Doğu altın çağını yaşar, medeniyetin nimetlerini tadarken batı cehalet karanlığında boğuluyordu. Doğu bin bir zenginlik içindeyken batı fakirlikten kırılıyor, doğu huzur dünyasında yaşarken batı işkence ve engizisyon dünyasında azap çekiyordu.
İslam doğu dünyasında adaletle batı kapılarına dayanmış, dünyayı huzur ve mutlulukla doldurmuştu. En son Endülüs kapılarına kadar ilerlemiş, İslam’ın adalet ışığı ve huzur dolu dünyasından mutluluklar saçmıştır. Buna karşın batı kendi sefaletinden çıkmak için doğunun göz kamaştıran zenginliklerine göz dikmiş, bu uğurda haçlı seferlerini düzenlemiştir.
Doğunun batı dünyasını büyüleyen zenginliklerini yağmaya koşan batı haçlı seferleriyle tanıdığı doğu dünyasının bütün zenginliklerini yağmalama yoluna gitmiş, kütüphanelerini yakmış, yakılmayan kütüphaneler ve yanmayan kitaplardan bazılarını süslerine altın yaldızlı varaklarına tamah ederek ülkesine götürmüş, daha sonra bunları çevirerek kendine mal etmiştir.
İslam alimlerinin eserlerinden yola çıkarak gerçekleştirdiği Rönesans ve reformlardan sonra sanayi devrimini yapmış ve sanayinin ham madde ihtiyacı için doğu yer altı kaynaklarını sömürmeye yönelmiş, daha sonra bu sömürüyü sistemleştirmiş, sömürünün teminat altına alınması için doğu dünyasını paramparça etmek için oryantalizmi kökleştirmiştir.

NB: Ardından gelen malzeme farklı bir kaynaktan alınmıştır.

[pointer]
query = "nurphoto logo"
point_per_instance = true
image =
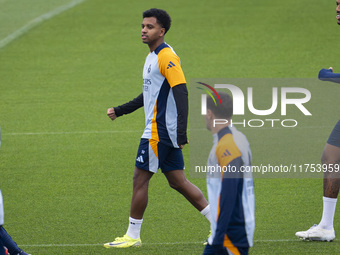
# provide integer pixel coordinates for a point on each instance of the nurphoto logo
(239, 104)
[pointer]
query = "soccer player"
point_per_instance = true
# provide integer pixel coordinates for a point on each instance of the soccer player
(165, 101)
(324, 231)
(229, 182)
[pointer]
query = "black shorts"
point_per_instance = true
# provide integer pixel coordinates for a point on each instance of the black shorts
(152, 155)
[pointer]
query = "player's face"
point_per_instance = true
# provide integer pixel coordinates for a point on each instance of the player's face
(338, 11)
(151, 30)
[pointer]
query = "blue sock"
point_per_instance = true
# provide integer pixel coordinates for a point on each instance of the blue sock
(7, 241)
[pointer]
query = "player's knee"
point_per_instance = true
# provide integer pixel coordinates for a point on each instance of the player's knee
(174, 185)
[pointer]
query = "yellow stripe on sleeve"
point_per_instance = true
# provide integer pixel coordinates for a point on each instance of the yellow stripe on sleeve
(170, 67)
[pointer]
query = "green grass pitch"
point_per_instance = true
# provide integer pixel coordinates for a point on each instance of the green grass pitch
(66, 169)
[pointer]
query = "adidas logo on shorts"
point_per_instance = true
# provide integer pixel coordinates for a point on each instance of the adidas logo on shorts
(140, 159)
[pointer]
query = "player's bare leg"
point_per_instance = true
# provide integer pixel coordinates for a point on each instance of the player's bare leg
(179, 182)
(324, 231)
(331, 182)
(139, 203)
(139, 199)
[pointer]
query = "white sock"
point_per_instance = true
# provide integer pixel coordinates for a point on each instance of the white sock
(134, 228)
(206, 213)
(329, 205)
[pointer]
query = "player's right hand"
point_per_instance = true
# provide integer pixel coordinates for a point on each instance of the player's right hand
(111, 113)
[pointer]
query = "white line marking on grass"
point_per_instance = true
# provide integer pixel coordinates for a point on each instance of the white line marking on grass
(37, 21)
(167, 243)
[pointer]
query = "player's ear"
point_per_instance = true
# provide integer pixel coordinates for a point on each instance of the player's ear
(162, 32)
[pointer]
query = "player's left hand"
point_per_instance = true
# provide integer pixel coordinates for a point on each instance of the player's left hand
(181, 146)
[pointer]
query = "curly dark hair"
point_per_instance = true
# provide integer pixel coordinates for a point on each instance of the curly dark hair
(163, 18)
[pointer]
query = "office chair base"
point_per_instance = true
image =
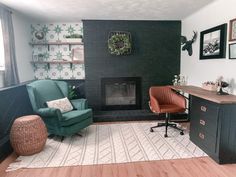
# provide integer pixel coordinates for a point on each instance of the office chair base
(167, 124)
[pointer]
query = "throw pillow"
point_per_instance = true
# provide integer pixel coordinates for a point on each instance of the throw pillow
(63, 104)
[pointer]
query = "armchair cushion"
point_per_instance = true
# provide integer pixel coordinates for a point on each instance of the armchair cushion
(63, 104)
(49, 112)
(80, 104)
(72, 117)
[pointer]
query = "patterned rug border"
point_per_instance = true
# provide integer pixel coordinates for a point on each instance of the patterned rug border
(112, 143)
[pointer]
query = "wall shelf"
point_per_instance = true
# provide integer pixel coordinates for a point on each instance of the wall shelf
(57, 62)
(56, 43)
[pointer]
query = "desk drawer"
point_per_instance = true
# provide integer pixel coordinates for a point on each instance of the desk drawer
(203, 139)
(204, 108)
(207, 125)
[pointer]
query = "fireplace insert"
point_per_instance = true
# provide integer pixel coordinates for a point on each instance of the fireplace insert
(121, 93)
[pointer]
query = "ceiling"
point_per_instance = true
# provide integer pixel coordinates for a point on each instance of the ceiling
(76, 10)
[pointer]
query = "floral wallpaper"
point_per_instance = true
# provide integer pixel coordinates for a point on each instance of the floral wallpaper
(56, 32)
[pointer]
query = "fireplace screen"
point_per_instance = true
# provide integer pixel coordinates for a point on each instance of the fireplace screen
(120, 93)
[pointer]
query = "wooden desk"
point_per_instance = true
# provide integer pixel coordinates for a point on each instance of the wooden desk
(212, 122)
(205, 94)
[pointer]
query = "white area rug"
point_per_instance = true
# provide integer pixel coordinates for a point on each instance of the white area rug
(112, 143)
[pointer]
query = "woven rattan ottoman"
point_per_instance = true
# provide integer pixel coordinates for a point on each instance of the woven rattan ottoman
(28, 135)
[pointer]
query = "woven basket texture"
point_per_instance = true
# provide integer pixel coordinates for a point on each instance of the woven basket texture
(28, 135)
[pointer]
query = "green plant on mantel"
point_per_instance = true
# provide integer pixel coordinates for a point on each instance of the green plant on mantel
(74, 36)
(119, 44)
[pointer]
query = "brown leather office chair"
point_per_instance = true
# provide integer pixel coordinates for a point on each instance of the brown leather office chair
(164, 100)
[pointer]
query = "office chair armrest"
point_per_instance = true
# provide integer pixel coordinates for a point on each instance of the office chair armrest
(154, 105)
(80, 104)
(178, 100)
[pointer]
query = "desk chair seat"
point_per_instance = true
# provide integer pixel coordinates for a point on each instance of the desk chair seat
(164, 100)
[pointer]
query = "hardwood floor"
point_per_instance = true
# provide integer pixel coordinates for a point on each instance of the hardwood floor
(194, 167)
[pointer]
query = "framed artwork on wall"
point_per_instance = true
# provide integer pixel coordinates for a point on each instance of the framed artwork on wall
(232, 51)
(213, 42)
(78, 54)
(232, 30)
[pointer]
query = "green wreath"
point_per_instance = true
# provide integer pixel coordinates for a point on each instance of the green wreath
(119, 44)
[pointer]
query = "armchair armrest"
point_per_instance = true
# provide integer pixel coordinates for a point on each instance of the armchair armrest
(49, 112)
(80, 104)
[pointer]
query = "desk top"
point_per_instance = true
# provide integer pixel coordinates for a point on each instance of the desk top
(205, 94)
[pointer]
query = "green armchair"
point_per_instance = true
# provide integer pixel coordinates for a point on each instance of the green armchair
(57, 123)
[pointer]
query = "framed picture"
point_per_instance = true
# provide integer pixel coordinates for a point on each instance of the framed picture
(232, 51)
(232, 30)
(213, 42)
(78, 54)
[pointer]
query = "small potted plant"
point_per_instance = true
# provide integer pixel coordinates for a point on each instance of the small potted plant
(74, 38)
(40, 57)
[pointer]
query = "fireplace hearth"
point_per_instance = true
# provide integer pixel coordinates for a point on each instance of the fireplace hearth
(121, 93)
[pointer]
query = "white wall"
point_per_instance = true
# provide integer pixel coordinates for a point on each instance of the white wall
(22, 33)
(199, 71)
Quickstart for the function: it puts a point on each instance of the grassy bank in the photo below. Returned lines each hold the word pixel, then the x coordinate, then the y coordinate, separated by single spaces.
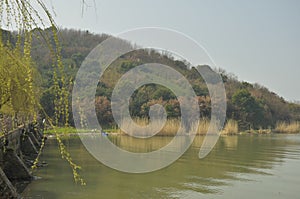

Bu arada doğu dünyasını ruhen ve zihnen köleleştirmeyi ihmal etmemiş, doğu insanına deli göleklerini bir biri ardına giydirmeyi ihmal etmemiştir. İşte bu deli gömlekleri son çağda doğu dünyasını demirden prangalarla yaşamaya mahkum etmiştir.
Ahmet Kemal
YORUMLAR
Henüz yorum yapılmamış.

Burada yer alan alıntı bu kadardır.